Tem vários tempos o tempo. O nosso [humano] não é único. Assim ouvi falar o mateiro José Alves Carneiro ao sol e à sombra de Pacoti, no Maciço de Baturité onde nasceu em 1963. É, desde então, seu lugar de morada. Abre a mão, espalmando-a, e conta os vários ecossistemas que reconhece na região que vive como uma casa-corpo. Sabe, sentindo, que a Terra é nossa casa comum.

Um susto, uma surpresa da ordem da estupidez, lhe parece a constatação de, em um curto espaço de tempo que localiza nos anos 1980, ter visto a extinção de cinco tipos de peixe de casca, como se refere ao camarão. Pelo menos cinco tipos. Diz e se dá conta que coincide com o uso mais incisivo de agrotóxicos na área. Ele tem desde os 6, 7 anos um pacto firmado consigo, e com os encantados, de ser zelador da natureza.

Leio o naturalista Richard Fortey na edição brasileira de "Vida: uma biografia não-autorizada". A capa anuncia A história dos últimos 4 bilhões de vida na Terra. A primeira edição, inglesa, é de 1997. Escute Fortey: "A narrativa da vida exige uma escala abrangendo milhares ou milhões de anos, percorrendo um drama com mais de três bilhões de anos. Os geólogos não se impressionam com esses números. Os criacionistas simplesmente não acreditam neles. Na verdade é difícil vislumbrar essa imensidade de tempo porque ela está tão fora da proporção das nossas vidas breves. A tentação é de recorrer a metáforas familiares. (...) A domesticação do tempo serve para trivializar sua magnitude, que deveria ser considerada com admiração. (...) Assim pelo menos poderíamos apreciar a imensidão do tempo, seus instantes incontáveis (...).

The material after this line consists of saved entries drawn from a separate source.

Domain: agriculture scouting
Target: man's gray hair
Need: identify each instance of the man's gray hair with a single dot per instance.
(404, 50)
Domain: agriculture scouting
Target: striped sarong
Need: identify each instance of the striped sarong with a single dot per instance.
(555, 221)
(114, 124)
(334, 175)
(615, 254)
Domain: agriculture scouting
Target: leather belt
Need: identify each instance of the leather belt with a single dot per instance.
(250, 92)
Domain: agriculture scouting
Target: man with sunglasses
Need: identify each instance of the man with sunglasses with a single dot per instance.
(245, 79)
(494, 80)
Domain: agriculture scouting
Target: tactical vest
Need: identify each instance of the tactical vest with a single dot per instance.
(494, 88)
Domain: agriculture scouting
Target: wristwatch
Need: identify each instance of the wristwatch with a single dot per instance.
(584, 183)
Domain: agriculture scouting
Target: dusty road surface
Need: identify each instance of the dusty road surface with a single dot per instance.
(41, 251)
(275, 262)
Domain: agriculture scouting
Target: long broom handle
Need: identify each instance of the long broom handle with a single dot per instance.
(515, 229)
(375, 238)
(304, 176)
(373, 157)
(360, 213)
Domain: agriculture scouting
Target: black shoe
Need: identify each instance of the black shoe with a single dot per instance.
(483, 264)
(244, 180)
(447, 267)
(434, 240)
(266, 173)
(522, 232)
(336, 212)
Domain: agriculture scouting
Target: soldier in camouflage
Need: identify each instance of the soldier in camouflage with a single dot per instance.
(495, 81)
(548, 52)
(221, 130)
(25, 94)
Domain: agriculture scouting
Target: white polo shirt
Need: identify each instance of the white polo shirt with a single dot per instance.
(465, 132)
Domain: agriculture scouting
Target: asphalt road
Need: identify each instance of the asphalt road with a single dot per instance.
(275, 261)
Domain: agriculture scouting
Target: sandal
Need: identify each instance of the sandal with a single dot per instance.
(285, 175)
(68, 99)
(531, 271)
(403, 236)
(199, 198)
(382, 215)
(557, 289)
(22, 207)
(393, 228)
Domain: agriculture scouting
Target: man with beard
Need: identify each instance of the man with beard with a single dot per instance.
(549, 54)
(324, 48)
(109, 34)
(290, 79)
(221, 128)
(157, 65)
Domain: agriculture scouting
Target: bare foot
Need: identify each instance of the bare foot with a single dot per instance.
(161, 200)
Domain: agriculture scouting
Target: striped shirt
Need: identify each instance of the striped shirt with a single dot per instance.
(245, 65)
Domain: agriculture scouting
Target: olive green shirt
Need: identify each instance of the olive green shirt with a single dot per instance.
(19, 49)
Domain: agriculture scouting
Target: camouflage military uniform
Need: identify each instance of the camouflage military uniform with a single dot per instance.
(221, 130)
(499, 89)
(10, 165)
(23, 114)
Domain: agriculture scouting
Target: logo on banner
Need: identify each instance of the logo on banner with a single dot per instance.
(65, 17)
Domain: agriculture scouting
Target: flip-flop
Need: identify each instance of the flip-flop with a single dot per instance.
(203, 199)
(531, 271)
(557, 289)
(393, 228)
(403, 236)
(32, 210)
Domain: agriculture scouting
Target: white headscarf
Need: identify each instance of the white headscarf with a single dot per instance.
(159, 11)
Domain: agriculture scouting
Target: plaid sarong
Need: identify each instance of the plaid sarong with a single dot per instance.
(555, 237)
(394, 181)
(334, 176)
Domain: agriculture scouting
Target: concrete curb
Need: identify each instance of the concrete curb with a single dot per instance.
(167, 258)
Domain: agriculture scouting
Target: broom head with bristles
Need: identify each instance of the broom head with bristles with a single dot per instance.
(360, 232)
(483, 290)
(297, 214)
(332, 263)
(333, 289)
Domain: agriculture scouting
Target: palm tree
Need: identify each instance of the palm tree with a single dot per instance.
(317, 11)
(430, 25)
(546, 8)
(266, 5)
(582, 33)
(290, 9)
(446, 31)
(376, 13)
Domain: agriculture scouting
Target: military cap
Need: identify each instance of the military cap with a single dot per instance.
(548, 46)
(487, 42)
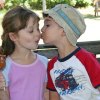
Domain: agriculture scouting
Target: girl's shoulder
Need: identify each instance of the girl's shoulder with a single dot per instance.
(43, 59)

Ouvi uma cientista social, transformada pelos seus encontros com povos indígenas, contar como eles sabem o que dizem quando dizem "água se planta". A orquestra em sofisticado andamento, como se vê no documentário O Sal da Terra, vida e obra do fotógrafo Sebastião Salgado. Em uma volta a Minas Gerais da sua infância, ele encontra seca, devastada, a terra verde, molhada, cheia de vida, que guardava na memória. Ele e a produtora Lélia Deluiz Wanick, com quem é casado, iniciam o reflorestamento do lugar. Árvore por árvore na aridez de três desertos. As fontes d'água, matadas, invisibilizadas e inviabilizadas, voltam a brotar. Água se planta. O saber de povos originários realizado, tornando visível o milagre da vida. A Terra, como nosso corpo, é água em sua maior parte. Assim aprendemos na escola.

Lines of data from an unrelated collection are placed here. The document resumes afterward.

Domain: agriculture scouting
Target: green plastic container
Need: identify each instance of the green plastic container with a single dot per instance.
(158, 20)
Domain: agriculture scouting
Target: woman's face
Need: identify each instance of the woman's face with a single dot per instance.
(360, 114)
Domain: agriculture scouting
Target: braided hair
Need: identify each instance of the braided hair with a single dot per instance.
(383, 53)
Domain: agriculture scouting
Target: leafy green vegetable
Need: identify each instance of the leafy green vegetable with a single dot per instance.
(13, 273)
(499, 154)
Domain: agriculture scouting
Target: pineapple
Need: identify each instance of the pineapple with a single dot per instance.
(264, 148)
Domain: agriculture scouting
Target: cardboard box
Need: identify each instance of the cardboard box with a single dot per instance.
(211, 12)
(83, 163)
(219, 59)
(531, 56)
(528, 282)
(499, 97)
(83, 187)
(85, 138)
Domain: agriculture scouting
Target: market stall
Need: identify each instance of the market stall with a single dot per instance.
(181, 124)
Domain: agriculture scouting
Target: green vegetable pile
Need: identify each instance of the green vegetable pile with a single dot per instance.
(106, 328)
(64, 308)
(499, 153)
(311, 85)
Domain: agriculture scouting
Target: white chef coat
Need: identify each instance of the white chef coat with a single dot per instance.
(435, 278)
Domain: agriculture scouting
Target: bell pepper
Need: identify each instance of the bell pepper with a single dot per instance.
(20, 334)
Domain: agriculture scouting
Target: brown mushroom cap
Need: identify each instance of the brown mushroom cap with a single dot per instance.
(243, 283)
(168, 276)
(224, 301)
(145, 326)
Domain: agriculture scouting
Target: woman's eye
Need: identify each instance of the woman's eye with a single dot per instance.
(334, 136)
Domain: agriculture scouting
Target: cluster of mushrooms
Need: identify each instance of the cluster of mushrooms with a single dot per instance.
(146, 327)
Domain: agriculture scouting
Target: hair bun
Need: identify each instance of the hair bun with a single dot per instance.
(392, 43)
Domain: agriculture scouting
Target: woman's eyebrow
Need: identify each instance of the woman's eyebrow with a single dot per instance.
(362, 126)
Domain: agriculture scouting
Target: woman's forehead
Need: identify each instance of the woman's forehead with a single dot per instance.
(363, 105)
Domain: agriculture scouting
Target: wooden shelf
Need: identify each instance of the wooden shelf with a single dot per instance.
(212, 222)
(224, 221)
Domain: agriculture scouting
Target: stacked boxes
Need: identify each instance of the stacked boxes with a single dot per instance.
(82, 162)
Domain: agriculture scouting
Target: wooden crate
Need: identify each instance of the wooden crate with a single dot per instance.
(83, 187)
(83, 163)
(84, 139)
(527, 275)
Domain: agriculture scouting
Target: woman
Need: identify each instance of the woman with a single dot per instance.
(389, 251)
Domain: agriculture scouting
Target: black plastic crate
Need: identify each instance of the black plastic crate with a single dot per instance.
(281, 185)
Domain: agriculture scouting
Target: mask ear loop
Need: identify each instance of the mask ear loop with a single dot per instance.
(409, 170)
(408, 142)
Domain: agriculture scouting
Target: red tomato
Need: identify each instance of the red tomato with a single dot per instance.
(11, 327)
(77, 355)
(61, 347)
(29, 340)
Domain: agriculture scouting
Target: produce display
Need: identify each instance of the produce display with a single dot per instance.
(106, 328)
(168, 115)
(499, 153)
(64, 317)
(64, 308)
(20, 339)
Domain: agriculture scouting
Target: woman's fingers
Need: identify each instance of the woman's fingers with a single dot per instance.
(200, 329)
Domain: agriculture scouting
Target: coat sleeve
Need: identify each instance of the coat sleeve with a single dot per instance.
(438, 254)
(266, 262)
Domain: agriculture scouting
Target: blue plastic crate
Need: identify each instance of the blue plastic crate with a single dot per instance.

Agora, o porco de batom. Sobre o horror da matilha robozóica na ONU, li que era ação do tipo passar batom no porco. Refiro-me às mentiras calculadas, urdidas em nome da matança como política pública. Em "Como se faz uma tese", Umberto Eco diz que uma tese é como um porco: aproveita-se tudo. Em outro livro, "Em busca do prato perfeito", Anthony Bourdain nos faz rodar mundos até achar em Portugal o que o título anuncia. E realiza a tirada do pensador italiano. Ler é escutar, sabemos. Então escrevo por ouvir dizer. Mas é preciso pedir desculpas aos lobos e aos porcos. Os livros citados são afirmações da vida. E como a gente, lobos e porcos só querem saber de viver.